Senior Government sources expect clarification in the coming hours from European Commission president Ursula von der Leyen who yesterday asked for further information from Mr Hogan just hours after he submitted a dossier on his movements.
It has emerged that following Ms von der Leyen’s request there were “further contacts” but an EU source last night sounded a pessimistic note saying they “could not say whether she received all clarifications or not”.
It is understood Ms von der Leyen wants to be “thorough” and does not want to rush her assessment.
There are growing doubts among senior Ministers that Mr Hogan can hold on to his role as EU trade commissioner. He came under pressure after it emerged that initial statements by his spokesman claiming he travelled “directly” from Co Kilkenny to the controversial Oireachtas Golf Society event in Co Galway were incorrect.
Mr Hogan’s team have since admitted he returned to Co Kildare on his way to the golf event to collect items from his residence at the K-Club and was stopped by gardaí in the county for using his mobile phone while driving.
Taoiseach Micheál Martin has called on Mr Hogan to give the public absolute assurances that he did not break coronavirus restrictions.
“That to me would be very, very serious indeed,” said Mr Martin.
“The public need to know that restrictions in Kildare were not breached,” he added. The county was in lockdown at the time of the golf event in Galway last week and continues to remain so.
Minister for Housing Darragh O’Brien said earlier that Mr Hogan should resign.
He also said the commissioner has to be “really clear about his whereabouts and his actions over that period of time. The drip feed of information is less than helpful, I still don’t think he understands how angry people are about this and rightly so.”
European Commission spokeswoman Dana Spinant said it was “important that rules are respected. This is a matter not just on respecting the rules but this is also a matter of public health.

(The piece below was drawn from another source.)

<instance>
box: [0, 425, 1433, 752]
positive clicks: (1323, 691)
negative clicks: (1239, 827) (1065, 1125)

There are legal aspects involved and there are moral aspects involved as well.”
She added that “it is important of course for the president that rules are respected in respect to coronavirus rules and quarantine regulations . . . It is essential that all facts are being provided, are being put on the table with the necessary clarifications and details.”
Meanwhile, the State’s acting chief medical officer Dr Ronan Glynn said he did not think the anger over Mr Hogan’s behaviour last week would affect the public solidarity needed to prevent the spread of Covid-19.
He understood that people are “justifiably angry” about what happened and there “can’t be any excuses” when it “shouldn’t haven’t happened”. But he felt that once people take a step back they will realise the importance of following the public health measures.
“I don’t think solidarity will be affected by this, current anger notwithstanding,” he said.
Dr Glynn also sounded a “note of caution” about Covid-19 cases increasing in Dublin.
There were a further 147 confirmed cases of the disease reported by the National Public Health Emergency Team on Monday, including 73 in Dublin. No further deaths were reported.
The increased cases in Dublin were spread across the county but the number of infections were “slightly higher” in Dublin west, Dublin northwest and Dublin north central, he said.
“Unlike what we saw in Kildare, Laois and Offaly, there isn’t one or two defined clusters guiding this in Dublin. It is spread out across areas, across settings, across workplaces and with a significant proportion of community transmission,” he added.